The radius of a narrow toroid is ${10^{ - 1}}$$m$ and has $1000$ turns of wire on it. How large current must flow in it, if magnetic induction inside it is $0.05T$.

Answer 1

Hint:Find the magnetic field at a point $P$ due to the current in the solenoid. Then, use this magnetic field to find the current. As it is given that the toroid is narrow, the magnetic field at any point inside the toroid will be the same.

Complete step by step answer:
Toroid is a closed circular solenoid, meaning when a solenoid is bent into a circular shape and the ends of the solenoid are joined, you get a toroid. First consider the cross section of solenoid,

ABCD is a rectangle. There will be two kinds of magnetic field, one parallel to the side AB and the other parallel to the side BD. The magnetic field parallel to the sides AC and BD will cancel due to the adjacent loops on both sides of the rectangle ABCD.

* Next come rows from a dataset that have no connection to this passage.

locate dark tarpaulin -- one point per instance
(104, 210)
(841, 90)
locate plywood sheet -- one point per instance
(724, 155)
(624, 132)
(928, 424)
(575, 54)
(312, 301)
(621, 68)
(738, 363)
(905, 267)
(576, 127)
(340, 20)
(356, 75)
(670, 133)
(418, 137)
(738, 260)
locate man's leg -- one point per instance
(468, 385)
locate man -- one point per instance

Now, consider a loop which is totally outside the solenoid. The line integral $\int\limits_1^2 {{\mathbf{B}}.{\mathbf{dl}}} = {\mu _0}{I_{enc}}$, since the ${I_{enc}}$ is zero, we have ${B_2} - {B_1} = 0 \to {B_2} = {B_1}$. The magnetic field at infinity will be zero as it is inversely proportional to $r$, the magnetic field outside the solenoid will be zero.
Similarly, the magnetic field outside the toroid will be zero.

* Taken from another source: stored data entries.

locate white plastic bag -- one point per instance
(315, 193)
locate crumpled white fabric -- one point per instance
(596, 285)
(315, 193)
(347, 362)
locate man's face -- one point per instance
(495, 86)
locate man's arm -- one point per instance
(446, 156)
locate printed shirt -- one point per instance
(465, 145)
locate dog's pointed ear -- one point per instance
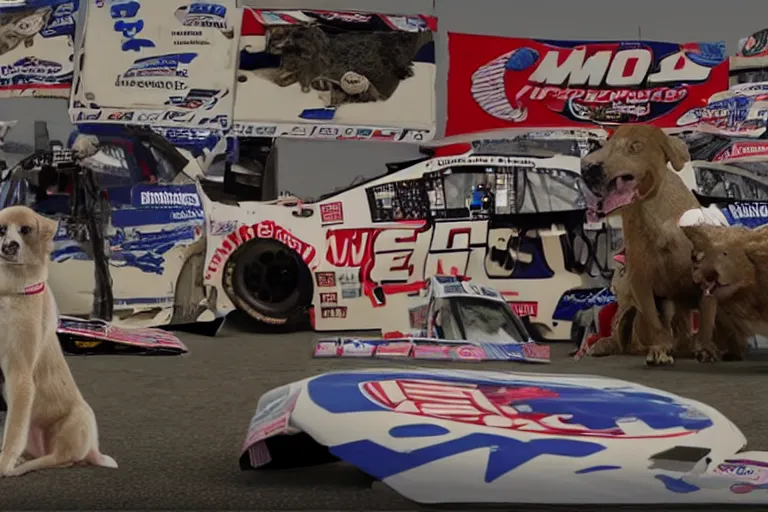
(755, 246)
(676, 152)
(46, 228)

Now, to find the magnetic field inside the toroid:
We consider a circle of radius $r$ concentric to the toroid. The line integral $\int {{\mathbf{B}}.{\mathbf{dl}}} $ will be given as,
$\int {{\mathbf{B}}.{\mathbf{dl}}} = \int {Bdl = B\int {dl = 2\pi rB} } $.
According to Ampere’s Law, this integral will be equal to ${\mu _0}{I_{enc}}$ which will be ${\mu _0}NI$. $I$ is the current in the toroid.
Therefore, we have $B = \dfrac{{{\mu _0}NI}}{{2\pi r}}$
$ I = \dfrac{{2\pi rB}}{{{\mu _0}N}}$
Substituting the data provided in the above obtained value,
$I = \dfrac{{\left( {2\pi } \right)\left( {{{10}^{ - 1}}} \right)\left( {0.05} \right)}}{{\left( {4\pi \times {{10}^{ - 7}}} \right)\left( {1000} \right)}}$
$\therefore I = 25A$.

Therefore, a current of $25$amperes should flow in the toroid if magnetic induction inside it $0.05T$.

Note:The toroid is considered to be narrow, that is why we have taken the magnetic field at a distance $r$ inside the toroid to be the same. If the toroid is not narrow, the magnetic field at different radial distances will be different. Due to symmetry, the magnetic on each point of the circle will be the same, that is the reason we took $B$ outside the integral.